[Feature]: Archive shutdown checkpoint WAL file after demotion #4586

gbartolini · 2024-05-18T06:43:00Z

Is there an existing issue already for this bug?

I have searched for an existing issue, and could not find anything. I believe this is a new bug.

I have read the troubleshooting guide

I have read the troubleshooting guide and I think this is a new bug.

I am running a supported version of CloudNativePG

I have read the troubleshooting guide and I think this is a new bug.

Contact Details

No response

Version

1.23.1

What version of Kubernetes are you using?

1.29

What is your Kubernetes environment?

Cloud: Amazon EKS

How did you install the operator?

YAML manifest

What happened?

With 1.23.1, when demoting the primary, the WAL file following the shutdown checkpoint wasn't archived:

kubectl exec jeeg-eu-central-1-1 -- pg_controldata|grep REDO
Defaulted container "postgres" out of: postgres, bootstrap-controller (init)
Latest checkpoint's REDO location:    0/24000028
Latest checkpoint's REDO WAL file:    000000010000000000000009

Log reports:

{"level":"info","ts":"2024-05-17T15:54:51Z","logger":"wal-archive","msg":"Archived WAL file","logging_pod":"jeeg-eu-central-1-1","walName":"pg_wal/000000010000000000000008","startTime":"2024-05-17T15:54:50Z","endTime":"2024-05-17T15:54:51Z","elapsedWalTime":1.093924041}
{"level":"info","ts":"2024-05-17T15:56:46Z","logger":"postgres","msg":"record","logging_pod":"jeeg-eu-central-1-1","record":{"log_time":"2024-05-17 15:56:46.897 UTC","process_id":"20","session_id":"66477c68.14","session_line_num":"14","session_start_time":"2024-05-17 15:48:56 UTC","transaction_id":"0","error_severity":"LOG","sql_state_code":"55P02","message":"parameter \"archive_mode\" cannot be changed without restarting the server","backend_type":"postmaster","query_id":"0"}}

Steps to reproduce are detailed here: https://github.com/gbartolini/postgres-kubernetes-playground/tree/main/aws-eks/examples/jeeg#simulating-a-data-center-switchover

This prevents the other cluster from being promoted without a gap.

Cluster resource

No response

Relevant log output

See above

Code of Conduct

I agree to follow this project's Code of Conduct

The text was updated successfully, but these errors were encountered:

gbartolini · 2024-05-25T06:15:43Z

Blocking #4678

gbartolini · 2024-05-28T07:37:48Z

Upon the transition of replica.enabled from false to true, we could archive the latest WAL file containing the shutdown checkpoint (making sure we add the .partial suffix to the name). Thoughts?
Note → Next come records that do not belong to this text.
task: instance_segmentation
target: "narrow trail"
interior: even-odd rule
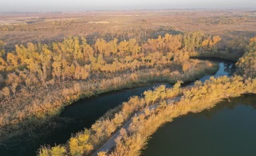
[[[173,104],[174,102],[177,102],[180,100],[181,98],[181,96],[178,96],[176,98],[173,98],[172,99],[167,99],[166,100],[166,103],[168,105]],[[157,106],[159,105],[159,103],[157,103],[154,105],[150,105],[148,108],[152,110],[156,109]],[[141,111],[135,114],[134,117],[137,117],[142,113],[144,113],[144,110],[142,111]],[[132,118],[129,121],[127,121],[122,127],[123,129],[127,130],[129,127],[129,126],[132,122]],[[118,131],[114,133],[112,135],[112,136],[108,139],[105,144],[104,144],[100,148],[98,149],[95,151],[92,155],[92,156],[97,156],[98,153],[100,152],[104,151],[107,152],[109,151],[115,145],[116,142],[115,140],[119,136],[120,134],[120,130],[119,130]]]

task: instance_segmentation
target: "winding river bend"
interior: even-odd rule
[[[209,60],[209,58],[207,59]],[[200,79],[201,81],[204,81],[211,76],[230,76],[233,74],[234,66],[232,62],[213,58],[210,59],[218,62],[219,69],[214,74],[206,76],[201,78]],[[188,83],[188,84],[192,84],[193,83],[193,82],[191,82]],[[35,151],[40,147],[40,145],[45,144],[54,146],[55,143],[57,144],[64,144],[71,136],[72,133],[74,134],[80,131],[83,130],[84,128],[90,127],[96,120],[102,116],[108,110],[121,104],[122,102],[127,101],[128,98],[131,96],[140,96],[144,91],[160,84],[148,84],[146,86],[113,92],[103,94],[99,96],[92,98],[81,99],[66,108],[60,115],[60,117],[54,122],[51,122],[45,128],[43,127],[37,130],[36,132],[34,131],[32,132],[28,133],[18,139],[12,138],[8,140],[7,142],[0,144],[1,155],[34,156],[36,154]],[[170,84],[163,84],[168,87],[171,86]],[[196,125],[195,127],[196,127]],[[166,127],[166,126],[164,127]],[[188,131],[189,129],[186,128],[185,129]],[[158,131],[155,135],[158,134],[160,131],[160,130]],[[158,155],[158,154],[162,153],[161,152],[164,150],[163,149],[159,150],[160,152],[158,151],[159,152],[158,154],[154,153],[155,154],[153,154],[153,153],[149,150],[152,149],[154,149],[156,151],[158,150],[155,148],[157,148],[157,146],[154,146],[155,144],[151,142],[155,141],[154,139],[157,139],[158,138],[154,135],[153,138],[148,144],[149,148],[143,151],[145,156]],[[158,142],[158,145],[160,144],[157,140],[156,141]],[[171,139],[170,141],[172,141]],[[163,141],[161,142],[160,142],[162,143],[164,142]],[[174,142],[173,143],[175,143]],[[167,142],[167,144],[170,144],[170,143]],[[171,147],[170,146],[166,150],[169,150]],[[180,148],[181,147],[182,147],[181,146]],[[169,155],[170,154],[168,153],[166,155],[164,153],[162,153],[164,155]]]
[[[159,128],[142,156],[254,156],[256,96],[224,101]]]

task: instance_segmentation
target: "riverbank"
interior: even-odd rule
[[[7,106],[8,109],[6,111],[12,112],[15,115],[8,116],[10,114],[6,113],[0,120],[2,121],[0,131],[2,140],[22,134],[23,131],[30,131],[50,121],[51,118],[60,114],[66,106],[81,98],[88,98],[104,92],[134,88],[148,82],[173,84],[178,80],[184,82],[193,81],[205,74],[214,73],[217,70],[217,64],[204,62],[183,74],[176,71],[170,71],[168,68],[161,70],[156,68],[146,69],[135,73],[121,74],[112,78],[76,81],[68,84],[64,82],[40,90],[31,90],[28,97],[22,97],[22,94],[17,94],[12,101],[10,100],[8,103],[14,103],[12,102],[18,101],[20,105],[26,106],[26,109],[21,110],[20,108],[12,107],[11,104]],[[30,106],[25,105],[28,103],[31,103]],[[28,127],[29,125],[33,126]]]
[[[204,83],[197,82],[194,86],[183,90],[184,98],[175,105],[167,106],[134,122],[131,127],[136,128],[121,135],[116,142],[116,147],[109,155],[139,155],[150,136],[166,122],[189,112],[198,113],[212,108],[224,99],[255,93],[256,80],[245,83],[242,80],[237,76],[212,78]]]

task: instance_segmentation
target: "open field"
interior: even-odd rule
[[[200,30],[222,39],[256,35],[256,10],[174,10],[74,13],[0,14],[0,39],[7,48],[74,35],[144,41],[175,30]],[[154,33],[153,30],[160,30]]]

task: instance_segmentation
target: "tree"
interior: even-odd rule
[[[10,89],[7,87],[4,87],[0,92],[0,94],[6,97],[10,96]]]

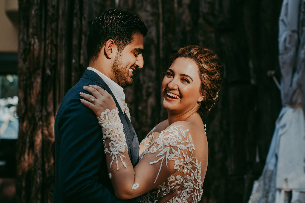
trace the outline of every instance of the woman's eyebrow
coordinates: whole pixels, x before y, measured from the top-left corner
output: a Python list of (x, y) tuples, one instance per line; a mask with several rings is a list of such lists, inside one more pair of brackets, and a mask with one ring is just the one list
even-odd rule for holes
[[(168, 70), (170, 71), (171, 72), (173, 72), (173, 73), (175, 72), (174, 72), (174, 71), (173, 71), (170, 68), (168, 68), (168, 69), (167, 70)], [(185, 77), (186, 78), (189, 78), (191, 80), (192, 80), (192, 82), (194, 82), (194, 81), (193, 80), (193, 79), (190, 76), (188, 75), (186, 75), (186, 74), (183, 74), (181, 73), (181, 74), (180, 74), (180, 76), (182, 76), (182, 77)]]

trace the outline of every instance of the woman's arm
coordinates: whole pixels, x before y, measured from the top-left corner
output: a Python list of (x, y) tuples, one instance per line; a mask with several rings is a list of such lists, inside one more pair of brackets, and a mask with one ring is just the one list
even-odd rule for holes
[[(91, 88), (85, 89), (92, 92), (93, 95), (99, 100), (100, 96), (95, 94)], [(86, 96), (83, 97), (91, 100)], [(188, 125), (181, 121), (161, 132), (134, 170), (128, 156), (118, 110), (116, 107), (116, 109), (104, 109), (104, 104), (99, 107), (92, 106), (99, 106), (98, 104), (100, 101), (96, 101), (94, 104), (89, 103), (83, 100), (82, 103), (96, 114), (99, 113), (99, 111), (105, 111), (100, 114), (99, 123), (102, 127), (109, 177), (118, 198), (130, 199), (151, 191), (179, 169), (183, 163), (190, 158), (194, 146)]]

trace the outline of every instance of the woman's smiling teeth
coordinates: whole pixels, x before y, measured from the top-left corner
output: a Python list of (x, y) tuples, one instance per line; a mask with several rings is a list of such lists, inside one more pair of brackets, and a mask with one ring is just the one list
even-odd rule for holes
[(168, 92), (167, 92), (166, 93), (167, 94), (167, 95), (170, 96), (172, 96), (173, 97), (175, 97), (175, 98), (177, 98), (178, 99), (180, 98), (180, 97), (178, 95), (176, 95), (175, 94), (174, 94), (172, 93), (170, 93)]

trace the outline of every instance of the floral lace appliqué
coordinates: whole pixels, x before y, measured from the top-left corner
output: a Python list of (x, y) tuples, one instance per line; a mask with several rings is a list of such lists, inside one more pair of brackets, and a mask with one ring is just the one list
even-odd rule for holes
[[(156, 188), (138, 198), (138, 200), (147, 203), (156, 202), (161, 197), (177, 188), (176, 196), (169, 202), (197, 202), (202, 194), (201, 163), (196, 157), (192, 156), (195, 145), (188, 129), (184, 130), (182, 126), (173, 126), (161, 132), (151, 146), (143, 152), (141, 157), (150, 152), (156, 153), (156, 160), (151, 165), (160, 164), (158, 179), (162, 163), (168, 161), (174, 161), (174, 168), (177, 170), (174, 174)], [(153, 131), (149, 134), (152, 134)], [(177, 196), (178, 197), (177, 197)]]
[(124, 133), (123, 125), (119, 117), (119, 110), (117, 107), (110, 111), (107, 109), (102, 113), (100, 118), (98, 118), (99, 123), (102, 127), (103, 138), (105, 140), (110, 139), (108, 146), (106, 146), (105, 140), (104, 143), (105, 154), (110, 154), (112, 160), (110, 167), (115, 159), (117, 170), (119, 170), (118, 161), (120, 159), (123, 166), (127, 168), (126, 163), (123, 161), (126, 156), (122, 153), (127, 150), (126, 138)]

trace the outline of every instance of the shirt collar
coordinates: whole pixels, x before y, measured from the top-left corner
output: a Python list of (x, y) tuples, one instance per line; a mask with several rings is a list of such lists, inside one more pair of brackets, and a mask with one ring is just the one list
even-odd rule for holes
[[(124, 96), (124, 98), (125, 98), (124, 89), (122, 87), (119, 85), (117, 83), (95, 68), (91, 67), (88, 67), (87, 68), (87, 69), (94, 71), (101, 77), (102, 79), (104, 80), (104, 81), (108, 86), (109, 88), (111, 89), (111, 91), (114, 96), (114, 97), (117, 99), (117, 101), (119, 103), (120, 106), (121, 106), (121, 104), (120, 103), (121, 103), (121, 98), (122, 98), (122, 96)], [(122, 108), (121, 106), (121, 108)]]

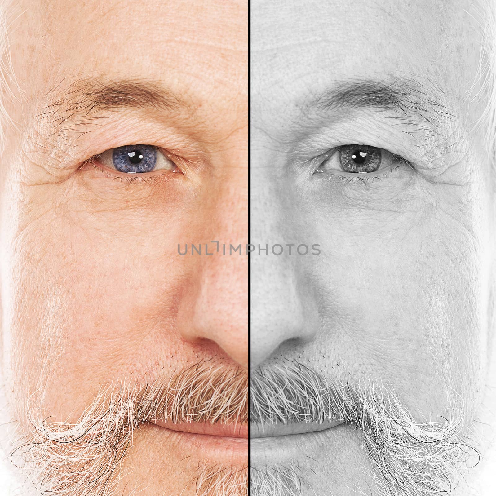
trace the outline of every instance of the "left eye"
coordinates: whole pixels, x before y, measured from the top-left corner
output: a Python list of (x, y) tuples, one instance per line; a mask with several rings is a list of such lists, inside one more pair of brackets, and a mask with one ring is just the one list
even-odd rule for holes
[(383, 148), (369, 145), (344, 145), (334, 148), (316, 172), (326, 171), (352, 174), (384, 172), (400, 165), (405, 160)]
[(156, 146), (126, 145), (101, 153), (97, 160), (109, 169), (127, 174), (142, 174), (153, 170), (176, 172), (177, 166)]

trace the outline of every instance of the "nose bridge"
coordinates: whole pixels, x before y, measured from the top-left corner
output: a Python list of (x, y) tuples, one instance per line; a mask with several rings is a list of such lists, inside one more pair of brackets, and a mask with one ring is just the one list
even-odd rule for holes
[[(236, 164), (213, 176), (202, 201), (208, 222), (196, 224), (201, 239), (186, 261), (189, 277), (178, 327), (187, 340), (215, 343), (235, 362), (248, 367), (248, 178)], [(204, 216), (202, 218), (204, 219)], [(200, 252), (198, 253), (199, 251)]]
[[(301, 255), (297, 251), (298, 246), (307, 240), (298, 218), (296, 189), (290, 180), (273, 172), (260, 169), (258, 180), (251, 183), (250, 241), (254, 249), (250, 255), (250, 312), (253, 367), (285, 341), (311, 339), (317, 326), (313, 289), (305, 274), (310, 255)], [(273, 250), (275, 245), (278, 246)], [(278, 254), (281, 247), (282, 252)]]

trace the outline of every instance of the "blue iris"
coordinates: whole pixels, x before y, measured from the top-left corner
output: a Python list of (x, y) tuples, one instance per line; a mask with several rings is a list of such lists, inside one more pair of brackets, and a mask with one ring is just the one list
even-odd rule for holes
[(157, 161), (157, 150), (151, 145), (126, 145), (114, 149), (112, 163), (121, 172), (149, 172)]

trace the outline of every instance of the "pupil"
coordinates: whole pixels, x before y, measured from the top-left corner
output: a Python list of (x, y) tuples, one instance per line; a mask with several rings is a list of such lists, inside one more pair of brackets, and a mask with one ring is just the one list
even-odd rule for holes
[(143, 160), (143, 155), (139, 153), (139, 151), (129, 152), (127, 153), (127, 156), (131, 164), (139, 164)]
[(365, 161), (366, 159), (367, 158), (367, 155), (369, 155), (367, 152), (362, 151), (360, 149), (358, 150), (356, 150), (353, 152), (353, 155), (351, 156), (351, 158), (353, 159), (353, 161), (355, 164), (363, 164)]

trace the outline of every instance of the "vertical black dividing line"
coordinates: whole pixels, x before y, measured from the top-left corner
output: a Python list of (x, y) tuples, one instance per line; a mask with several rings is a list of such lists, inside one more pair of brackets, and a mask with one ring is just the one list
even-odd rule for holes
[[(250, 0), (248, 0), (248, 244), (251, 243), (251, 164), (250, 162), (250, 157), (251, 152), (251, 144), (250, 136), (251, 134), (251, 128), (250, 127), (251, 121), (251, 5)], [(251, 371), (251, 252), (248, 254), (248, 372), (249, 375)], [(248, 382), (248, 399), (251, 397), (251, 381)], [(248, 402), (249, 404), (249, 402)], [(248, 406), (249, 408), (249, 406)], [(248, 411), (248, 465), (251, 464), (251, 442), (250, 432), (251, 427), (251, 415)], [(251, 471), (249, 467), (248, 469), (248, 491), (250, 494), (251, 492)]]

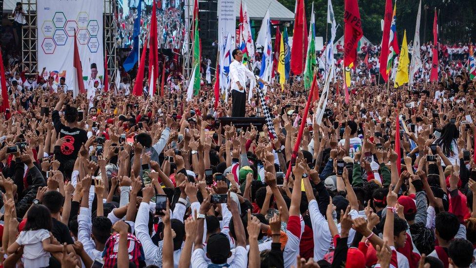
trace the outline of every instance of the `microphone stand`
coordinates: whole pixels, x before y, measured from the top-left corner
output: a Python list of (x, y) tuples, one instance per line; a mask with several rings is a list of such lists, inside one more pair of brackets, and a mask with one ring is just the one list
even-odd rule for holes
[[(251, 62), (248, 59), (246, 59), (246, 60), (245, 60), (245, 61), (247, 62), (248, 62), (248, 64), (247, 65), (248, 65), (248, 69), (249, 69), (250, 71), (253, 73), (253, 75), (256, 75), (255, 74), (255, 72), (254, 71), (255, 69), (254, 66), (252, 67), (251, 67), (251, 64), (253, 63), (253, 62)], [(259, 82), (258, 81), (258, 80), (256, 79), (256, 76), (255, 77), (255, 80), (256, 80), (256, 85), (255, 86), (255, 87), (256, 87), (256, 97), (255, 98), (255, 102), (256, 102), (256, 117), (259, 117), (259, 93), (258, 92), (258, 90), (259, 90), (260, 88), (258, 86), (258, 85), (259, 84)], [(251, 90), (251, 88), (250, 88), (249, 90)]]

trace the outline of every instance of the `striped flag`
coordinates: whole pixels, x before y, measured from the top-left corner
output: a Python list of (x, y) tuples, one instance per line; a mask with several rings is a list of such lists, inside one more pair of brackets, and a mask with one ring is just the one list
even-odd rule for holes
[(475, 61), (473, 46), (470, 45), (469, 47), (469, 78), (472, 80), (475, 77), (476, 77), (476, 62)]
[(387, 75), (388, 76), (393, 66), (394, 57), (400, 54), (397, 40), (397, 3), (394, 6), (394, 13), (390, 25), (390, 38), (388, 41), (388, 56), (387, 57)]

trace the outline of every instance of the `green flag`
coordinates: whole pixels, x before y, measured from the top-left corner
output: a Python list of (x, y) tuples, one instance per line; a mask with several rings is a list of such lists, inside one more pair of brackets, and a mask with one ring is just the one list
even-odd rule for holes
[(307, 56), (306, 57), (306, 65), (304, 67), (304, 88), (310, 88), (312, 83), (316, 60), (316, 24), (314, 20), (314, 6), (313, 3), (313, 12), (311, 15), (311, 27), (308, 36)]
[(195, 18), (195, 33), (194, 34), (194, 62), (195, 77), (194, 78), (194, 95), (198, 95), (200, 90), (200, 37), (198, 35), (198, 18)]

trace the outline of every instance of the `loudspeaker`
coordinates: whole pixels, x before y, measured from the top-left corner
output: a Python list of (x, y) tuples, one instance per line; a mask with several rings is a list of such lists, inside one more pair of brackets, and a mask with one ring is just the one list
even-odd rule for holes
[(263, 125), (266, 124), (264, 117), (220, 117), (218, 119), (221, 121), (222, 126), (233, 124), (237, 129), (242, 128), (245, 131), (247, 127), (250, 128), (250, 124), (252, 124), (257, 127), (258, 131), (262, 131)]

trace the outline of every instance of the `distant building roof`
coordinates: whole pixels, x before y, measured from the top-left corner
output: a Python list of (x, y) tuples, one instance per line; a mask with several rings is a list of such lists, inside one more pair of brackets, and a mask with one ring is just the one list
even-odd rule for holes
[[(288, 9), (278, 0), (241, 0), (246, 3), (250, 20), (262, 20), (269, 6), (269, 16), (271, 20), (277, 21), (294, 21), (294, 13)], [(237, 0), (235, 7), (237, 18), (239, 18), (240, 1)]]

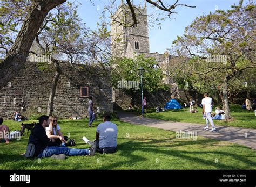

gbartolini · 2024-05-28T09:24:02Z

This is an excerpt of PostgreSQL source code (line 6570 of src/backend/access/transam/xlog.c):

                /*
                 * If archiving is enabled, rotate the last XLOG file so that all the
                 * remaining records are archived (postmaster wakes up the archiver
                 * process one more time at the end of shutdown). The checkpoint
                 * record will go to the next XLOG file and won't be archived (yet).
                 */
                if (XLogArchivingActive())
                        RequestXLogSwitch(false);

                CreateCheckPoint(CHECKPOINT_IS_SHUTDOWN | CHECKPOINT_IMMEDIATE);

I'd be interested in exploring if it makes sense to achieve a similar goal in Postgres itself by archiving the file as .partial.

mnencia · 2024-05-28T11:32:37Z

This is an excerpt of PostgreSQL source code (line 6570 of src/backend/access/transam/xlog.c):

            /*
             * If archiving is enabled, rotate the last XLOG file so that all the
             * remaining records are archived (postmaster wakes up the archiver
             * process one more time at the end of shutdown). The checkpoint
             * record will go to the next XLOG file and won't be archived (yet).
             */
            if (XLogArchivingActive())
                    RequestXLogSwitch(false);

            CreateCheckPoint(CHECKPOINT_IS_SHUTDOWN | CHECKPOINT_IMMEDIATE);

I'd be interested in exploring if it makes sense to achieve a similar goal in Postgres itself by archiving the file as .partial.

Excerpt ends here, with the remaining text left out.